Önder Apo’nun özgürlüğü gelişmeden herhangi bir somut gelişme olamayacağının da altını çizen Duran Kalkan, “Daha fazla mücadele etmek lazım. Daha etkili mücadele yöntemleri kullanmak gerekli. Her gün mücadele etmek lazım, her imkanı fırsatı değerlendirmek gerekli. Bu konuda dört parça Kürdistan’da mücadele var, dünyanın dört bir yanında mücadele var. Bunların geliştirilmesi lazım. Özellikle yurt dışında, Avrupa’da 1 Kasım’dan itibaren seferberlik ilan edilmiştir. Her gün eylem öngörülüyor. 10 Kasım’da Britanya’da eylem oluyor. 16 Kasım’da Köln’de eylem yapılacak, miting yapılacak. Seferberlik ilan etmiş örgütleyenler, çağrılar yapıyorlar. Bu mücadeleye kadın, erkek, genç, ihtiyar, yaşlı, çocuk, yurtsever, tüm Kürtler, demokratik tüm insanlık katılmalı. Herkesi katmak için çalışmalıyız” şeklinde konuştu.

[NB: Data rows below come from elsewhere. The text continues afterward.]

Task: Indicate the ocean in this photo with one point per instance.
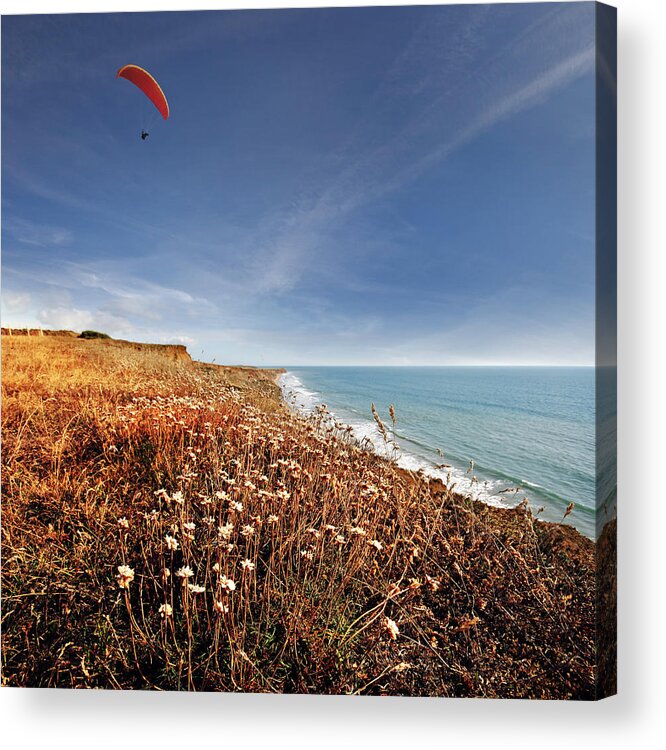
(526, 427)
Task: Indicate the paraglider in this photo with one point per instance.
(143, 80)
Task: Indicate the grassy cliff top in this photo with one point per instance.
(170, 524)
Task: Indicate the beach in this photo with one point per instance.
(298, 560)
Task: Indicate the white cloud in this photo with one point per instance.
(32, 233)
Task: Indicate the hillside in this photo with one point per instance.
(170, 524)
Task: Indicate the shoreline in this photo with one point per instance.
(375, 571)
(304, 404)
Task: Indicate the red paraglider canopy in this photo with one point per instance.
(142, 78)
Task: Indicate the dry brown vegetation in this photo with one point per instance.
(171, 525)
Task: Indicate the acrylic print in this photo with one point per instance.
(309, 351)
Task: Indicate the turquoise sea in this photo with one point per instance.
(527, 427)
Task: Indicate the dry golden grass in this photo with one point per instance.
(171, 525)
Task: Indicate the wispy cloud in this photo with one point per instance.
(440, 121)
(31, 233)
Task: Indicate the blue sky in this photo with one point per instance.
(355, 186)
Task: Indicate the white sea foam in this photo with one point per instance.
(366, 432)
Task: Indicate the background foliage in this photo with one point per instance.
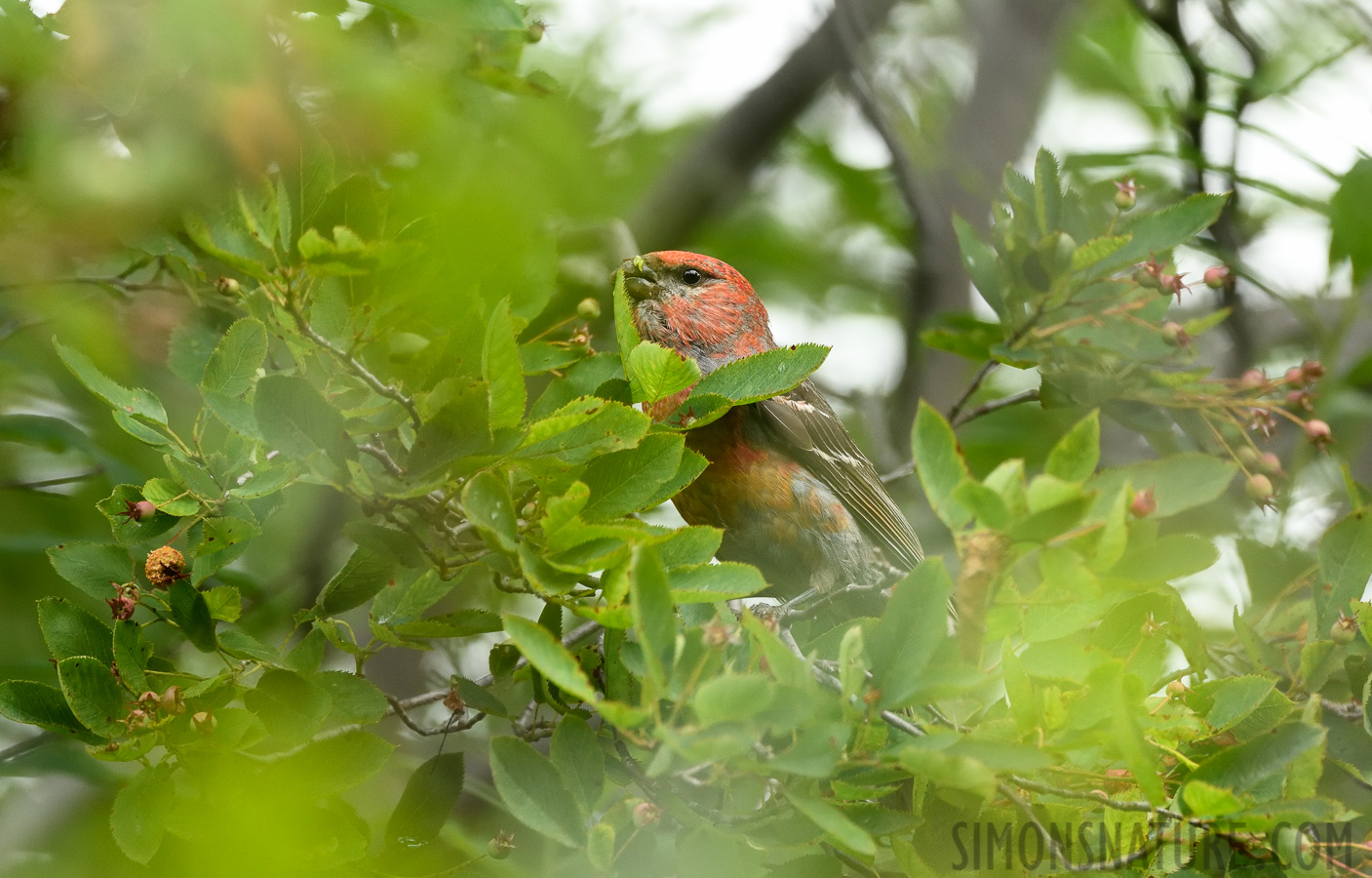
(333, 533)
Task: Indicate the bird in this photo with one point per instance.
(786, 483)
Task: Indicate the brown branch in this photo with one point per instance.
(714, 169)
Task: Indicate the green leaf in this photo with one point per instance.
(94, 695)
(939, 464)
(762, 377)
(1076, 455)
(910, 631)
(136, 402)
(650, 605)
(363, 575)
(549, 656)
(1179, 482)
(168, 497)
(131, 655)
(140, 811)
(353, 698)
(585, 428)
(1156, 232)
(486, 499)
(291, 706)
(1349, 221)
(428, 800)
(41, 705)
(981, 263)
(576, 755)
(534, 792)
(94, 568)
(835, 822)
(296, 420)
(708, 583)
(192, 615)
(1345, 564)
(656, 372)
(502, 369)
(236, 360)
(630, 480)
(69, 631)
(1242, 767)
(733, 698)
(624, 331)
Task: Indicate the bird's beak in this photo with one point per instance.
(640, 280)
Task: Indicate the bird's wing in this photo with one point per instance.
(821, 442)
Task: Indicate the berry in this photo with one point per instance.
(1344, 630)
(164, 567)
(205, 722)
(1318, 432)
(1126, 193)
(647, 814)
(171, 701)
(1143, 503)
(1271, 464)
(499, 847)
(587, 309)
(138, 510)
(1258, 489)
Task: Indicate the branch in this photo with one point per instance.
(390, 391)
(714, 169)
(995, 405)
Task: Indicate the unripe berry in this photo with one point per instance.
(165, 566)
(1317, 432)
(1344, 630)
(499, 847)
(1258, 489)
(1143, 503)
(1214, 276)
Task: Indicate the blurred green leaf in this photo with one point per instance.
(427, 801)
(534, 792)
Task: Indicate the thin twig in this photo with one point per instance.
(390, 391)
(995, 405)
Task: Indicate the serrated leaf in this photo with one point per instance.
(361, 577)
(656, 372)
(428, 800)
(136, 402)
(296, 419)
(502, 369)
(764, 375)
(95, 698)
(576, 755)
(939, 464)
(94, 568)
(534, 792)
(69, 631)
(549, 656)
(41, 705)
(140, 811)
(236, 358)
(1075, 457)
(192, 615)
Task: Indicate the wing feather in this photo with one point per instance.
(821, 442)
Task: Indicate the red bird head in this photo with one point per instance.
(697, 306)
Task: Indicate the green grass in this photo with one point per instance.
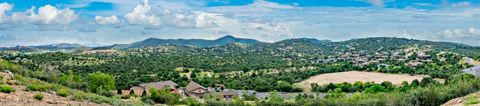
(78, 96)
(6, 89)
(472, 99)
(38, 96)
(63, 92)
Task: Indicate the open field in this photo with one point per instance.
(353, 76)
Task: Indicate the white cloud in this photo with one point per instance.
(266, 4)
(111, 20)
(461, 33)
(140, 15)
(46, 15)
(376, 2)
(461, 4)
(4, 7)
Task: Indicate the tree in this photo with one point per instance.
(375, 88)
(274, 96)
(100, 81)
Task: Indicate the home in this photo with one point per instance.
(414, 64)
(142, 89)
(159, 85)
(195, 90)
(227, 95)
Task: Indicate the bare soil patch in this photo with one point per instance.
(22, 97)
(353, 76)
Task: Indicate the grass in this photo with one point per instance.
(6, 89)
(78, 96)
(38, 96)
(473, 99)
(63, 92)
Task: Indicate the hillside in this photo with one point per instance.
(184, 42)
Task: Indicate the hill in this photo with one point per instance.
(183, 42)
(43, 48)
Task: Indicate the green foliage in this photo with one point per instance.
(190, 101)
(337, 93)
(6, 89)
(79, 96)
(71, 80)
(39, 87)
(275, 97)
(472, 99)
(163, 96)
(249, 97)
(38, 96)
(375, 89)
(63, 92)
(99, 81)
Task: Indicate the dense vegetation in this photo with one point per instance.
(264, 67)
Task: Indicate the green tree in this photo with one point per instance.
(100, 81)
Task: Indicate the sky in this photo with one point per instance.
(106, 22)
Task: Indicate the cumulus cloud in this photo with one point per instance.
(140, 15)
(461, 33)
(376, 2)
(266, 4)
(3, 8)
(461, 4)
(111, 20)
(46, 15)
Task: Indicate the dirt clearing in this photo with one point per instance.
(353, 76)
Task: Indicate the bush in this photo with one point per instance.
(100, 81)
(63, 92)
(6, 89)
(38, 96)
(38, 87)
(164, 96)
(79, 96)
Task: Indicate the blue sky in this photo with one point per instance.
(105, 22)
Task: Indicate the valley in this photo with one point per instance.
(235, 69)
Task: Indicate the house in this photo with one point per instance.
(159, 85)
(142, 89)
(227, 95)
(414, 64)
(138, 91)
(125, 92)
(196, 90)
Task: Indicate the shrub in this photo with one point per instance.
(79, 96)
(164, 96)
(100, 81)
(37, 87)
(38, 96)
(6, 89)
(63, 92)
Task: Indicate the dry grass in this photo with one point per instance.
(353, 76)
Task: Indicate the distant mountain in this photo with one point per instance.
(40, 48)
(184, 42)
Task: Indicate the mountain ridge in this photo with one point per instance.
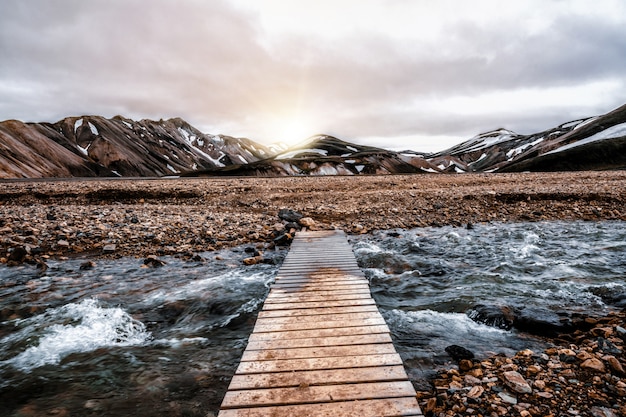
(94, 146)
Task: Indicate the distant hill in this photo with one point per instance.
(594, 143)
(327, 155)
(93, 146)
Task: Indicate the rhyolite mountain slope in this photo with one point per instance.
(93, 146)
(594, 143)
(327, 155)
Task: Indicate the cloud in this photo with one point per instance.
(357, 69)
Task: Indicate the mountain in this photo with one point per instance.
(93, 146)
(327, 155)
(594, 143)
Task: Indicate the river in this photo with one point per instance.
(124, 339)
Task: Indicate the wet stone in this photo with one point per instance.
(516, 382)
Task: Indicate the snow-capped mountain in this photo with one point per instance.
(593, 143)
(327, 155)
(95, 146)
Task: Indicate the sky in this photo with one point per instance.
(399, 74)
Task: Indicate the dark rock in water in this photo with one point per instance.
(42, 267)
(459, 353)
(87, 265)
(541, 322)
(289, 215)
(501, 317)
(110, 248)
(153, 262)
(18, 254)
(283, 239)
(610, 296)
(293, 225)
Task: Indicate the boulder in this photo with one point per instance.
(501, 317)
(289, 215)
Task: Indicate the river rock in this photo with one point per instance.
(496, 316)
(602, 412)
(153, 261)
(289, 215)
(594, 365)
(516, 382)
(540, 322)
(614, 364)
(508, 397)
(87, 265)
(18, 254)
(307, 222)
(110, 248)
(459, 352)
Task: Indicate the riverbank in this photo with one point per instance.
(141, 217)
(581, 375)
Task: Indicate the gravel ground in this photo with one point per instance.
(582, 375)
(139, 217)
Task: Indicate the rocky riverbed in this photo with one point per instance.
(114, 218)
(582, 374)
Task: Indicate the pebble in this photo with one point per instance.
(564, 380)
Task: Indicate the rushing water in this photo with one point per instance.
(426, 280)
(120, 339)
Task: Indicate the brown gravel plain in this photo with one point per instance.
(139, 217)
(582, 374)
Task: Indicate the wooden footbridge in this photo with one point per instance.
(320, 347)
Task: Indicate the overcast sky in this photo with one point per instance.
(400, 74)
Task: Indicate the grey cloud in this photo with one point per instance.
(210, 63)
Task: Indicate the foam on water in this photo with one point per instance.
(72, 328)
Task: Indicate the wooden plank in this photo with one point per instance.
(316, 304)
(317, 311)
(323, 377)
(322, 292)
(320, 347)
(314, 286)
(351, 295)
(306, 334)
(388, 407)
(315, 394)
(320, 341)
(310, 364)
(283, 327)
(317, 352)
(347, 317)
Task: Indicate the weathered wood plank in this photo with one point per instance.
(310, 364)
(320, 347)
(283, 327)
(323, 377)
(320, 341)
(346, 295)
(317, 352)
(322, 292)
(314, 394)
(305, 334)
(317, 311)
(288, 288)
(347, 317)
(316, 304)
(393, 407)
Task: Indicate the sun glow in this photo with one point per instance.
(292, 132)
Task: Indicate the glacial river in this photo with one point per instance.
(121, 339)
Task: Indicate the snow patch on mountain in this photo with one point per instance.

PKK Yürütme Komitesi üyesi Duran Kalkan’ın değerlendirmelerinden derlediğimiz bölümler şu şekilde:
“Öncelikle Önder Apo’yu saygıyla selamlıyorum. 23 Ekim’de yeğeniyle görüşme yaptı. Nihayet 43. ayın sonunda bir görüşme oldu bu sefer.
Değişiklik var kısmen de olsa. Yani köklü bir değişiklik yok ama kısmen bir değişiklik var. Tabii Önder Apo’nun sağlık durumu hakkında bilgilendik, selamlarını aldık. Bu bile ortamı değiştirmeye yetti. Önder Apo’nun selamını almak, sesini duymak, sağlığı hakkında bilgilenmek bütün ortamı farklı durumda etkiledi. Bütün demokratik güçler, kadınlar, gençler, halkımız, dostlarımız coşku, heyecan içerisindeler. Moralleri çok yüksek.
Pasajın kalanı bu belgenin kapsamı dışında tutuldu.